囚われseedよ、希え
碧瀬空
逢うは別れのはじまり
――目の前に、世にも美しい煌めきを放つビー玉が転がってきた。そこからクラクラするような甘い香りも漂ってくる。まるで御伽噺に出てくる極楽浄土に咲く花の匂いだ。
普段なら絶対そんな怪しい代物に手なんて出そうとは思わなかっただろう。けれど、その梅雨の日は違ったのだ。怪しいものだろうと縋りたい、そんな気分だった。
透かして見てみようとしたが、雨の日のアスファルトは滑りやすく、爪先が弾いてしまう。
「あーあ、ついてない……」
普段ならそれで諦めていただろう。しかし、なぜだか諦めきれずに、追いかけてしまっていた。
車通りの多い道を抜け、住宅街を抜ける。狭い裏路地を抜けた先でようやく手にできたビー玉。
それは指先で摘まんでもなお、光が色褪せない。むしろ、その先にある何かを指し示すように一筋の光を放っていた。
その光に誘われるようにして歩みを進めると、不意に何かにぶつかった。
――ポスン。
「いてっ……あぁっ、ごめんなさい!!」
見下ろすと、そこには飴色の髪を持ち、海の瞳を持つ見目麗しい美少年がいた。
「いいえ、お気になさらず。前方不注意だったボクの責任ですから」
流暢にそう語った彼は、やけに大人びている。外見年齢で言えば、十歳くらいだろうか。だが、漂う雰囲気や立ち居振る舞いはとても小学生のそれとは思えない。
下手をすれば、僕よりも年上かもしれない。
もう少し丁寧に謝罪するべきだろうと頭を下げたそのときだった。
――フワリ、と一瞬で身も心も蕩けてしまう甘美な香りが鼻先をくすぐった。
「この匂い、もしかして……っこのビー玉はあなたの――」
「いいえ、違います。
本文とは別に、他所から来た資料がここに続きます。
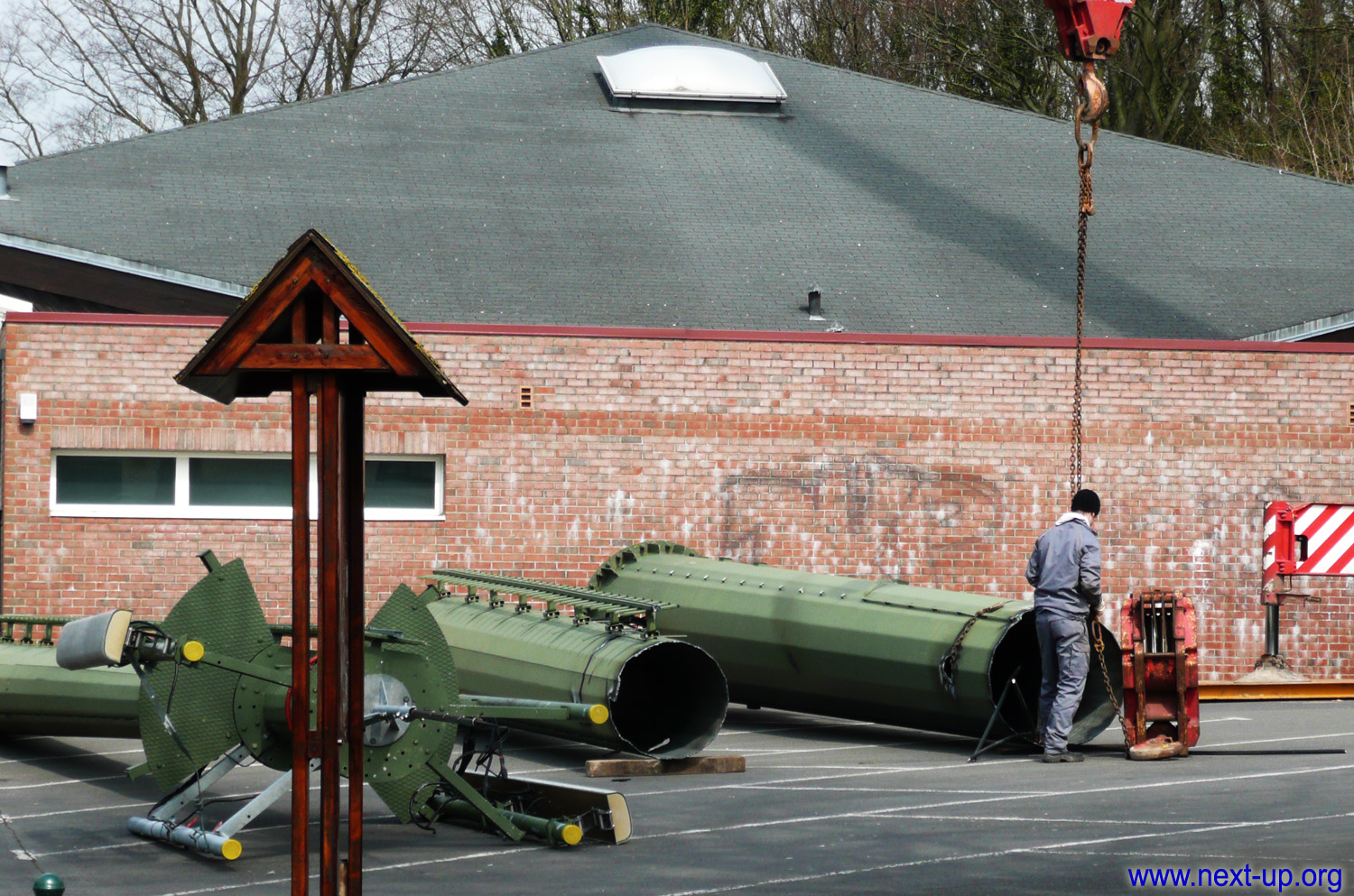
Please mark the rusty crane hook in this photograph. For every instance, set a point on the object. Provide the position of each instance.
(1093, 97)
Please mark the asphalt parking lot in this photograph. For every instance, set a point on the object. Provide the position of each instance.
(825, 807)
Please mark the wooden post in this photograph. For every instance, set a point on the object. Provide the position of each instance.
(300, 703)
(286, 336)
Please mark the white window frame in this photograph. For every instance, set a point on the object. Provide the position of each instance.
(181, 509)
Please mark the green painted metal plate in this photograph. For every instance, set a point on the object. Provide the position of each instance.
(222, 612)
(400, 773)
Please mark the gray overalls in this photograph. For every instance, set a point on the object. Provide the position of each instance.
(1064, 568)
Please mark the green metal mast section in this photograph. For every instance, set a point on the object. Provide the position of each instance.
(665, 698)
(877, 651)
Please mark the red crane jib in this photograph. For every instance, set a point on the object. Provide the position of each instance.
(1089, 29)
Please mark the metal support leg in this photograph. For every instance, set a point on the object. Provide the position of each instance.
(983, 746)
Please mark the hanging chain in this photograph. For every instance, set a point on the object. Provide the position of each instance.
(1099, 633)
(1091, 103)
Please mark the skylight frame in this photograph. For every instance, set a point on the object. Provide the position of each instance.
(691, 73)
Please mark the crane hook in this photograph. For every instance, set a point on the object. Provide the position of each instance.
(1093, 97)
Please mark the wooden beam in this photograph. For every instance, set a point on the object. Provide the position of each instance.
(301, 752)
(636, 768)
(313, 357)
(227, 355)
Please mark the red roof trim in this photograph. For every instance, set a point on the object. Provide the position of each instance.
(733, 336)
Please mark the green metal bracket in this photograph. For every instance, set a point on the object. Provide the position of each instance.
(617, 611)
(390, 636)
(252, 670)
(474, 798)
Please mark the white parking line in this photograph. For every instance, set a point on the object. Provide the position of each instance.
(1305, 736)
(1016, 850)
(904, 809)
そちらの種は、手前に見えるあの店のものでございますよ……」
どういうことだと頭を上げた視界に映ったのは、人を拐かすような不穏な笑みと今時珍しいかごのバスケットだった。
「……いない」
ほんの瞬いたうちに少年の姿はなくなっていた。
あるのは、手に握った謎の光る球体(ビー玉らしきもの)。
あんな不審な少年の言うことを信じるのは癪だったが、それ以外どうにかする方法はないと目先にある建物を見上げた。
「stray sheep」
今まで十五年この町で暮らしてきたのに、見たことも聞いたこともない店だった。
けれど。その店の方から先ほど嗅いだ、天上の蜜のような芳しい香りがしてくる。この世のものとは思えない未知のオーラか何かも感じる。
(……でも。ちょっと、怖いなぁ)
周囲が住宅街故か、店内から物音一つ聞こえてこない。おまけに外から中の様子は窺えない。未知の領域に踏み込むにはちょっとばかし、リスクが高すぎる。
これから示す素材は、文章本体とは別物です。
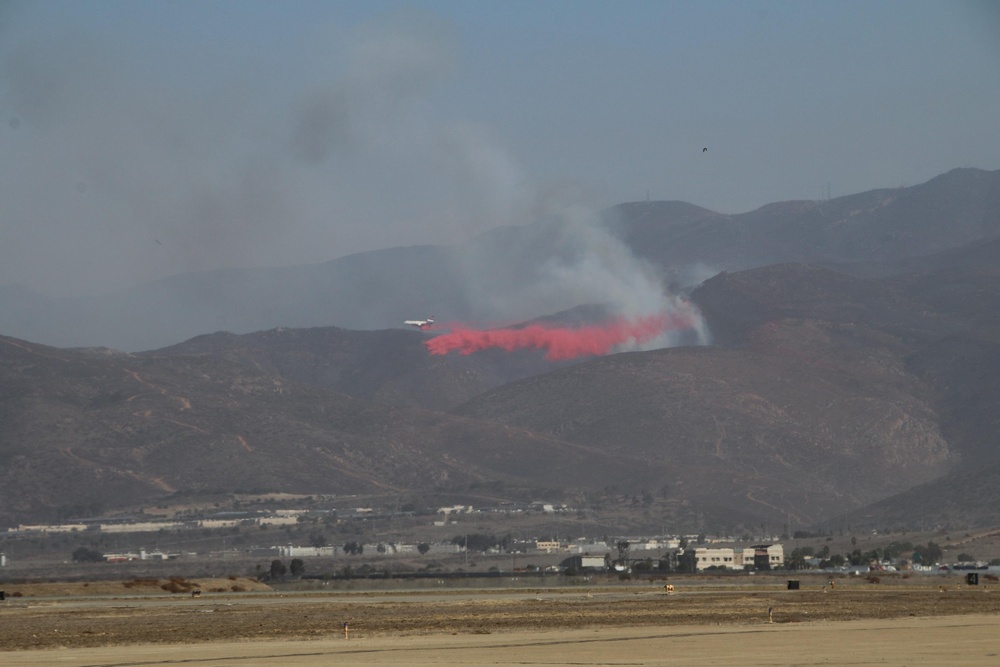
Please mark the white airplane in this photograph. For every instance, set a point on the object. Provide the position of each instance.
(420, 324)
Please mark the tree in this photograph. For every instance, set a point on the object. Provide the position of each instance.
(623, 551)
(928, 554)
(87, 555)
(796, 560)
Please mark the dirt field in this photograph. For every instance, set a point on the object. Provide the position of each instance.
(920, 621)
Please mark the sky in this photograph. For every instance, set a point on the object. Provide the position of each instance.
(146, 139)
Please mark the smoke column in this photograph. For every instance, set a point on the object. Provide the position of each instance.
(561, 343)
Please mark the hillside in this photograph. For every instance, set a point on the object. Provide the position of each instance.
(829, 386)
(83, 432)
(508, 268)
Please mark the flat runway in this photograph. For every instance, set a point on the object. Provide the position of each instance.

ところが躊躇する僕に追い打ちをかけるように、雨が降り出した。
申し訳ないとは思いつつも軒先に入り、少しの間雨宿りをさせてもらうことにした。
……のだが、待てど暮らせど雨は一向に止む気配を見せない。それこどろか、次第に雨脚は強まっているようにさえ思われる。
「はぁ……」
一つため息を吐いたときだった。
何かに肩を押されたようにグラリと身体が後方に倒れ、扉のベルを鳴らしてしまう。
「ん?」
その音に気付いた店主が入り口までやってきて、怯える僕に柔和な表情で語り掛けた。
「良かったら、雨宿りしていかないかい?」
――もし、どんな願いでも叶う魔法の種があるとしたら、あなたは何を願いますか?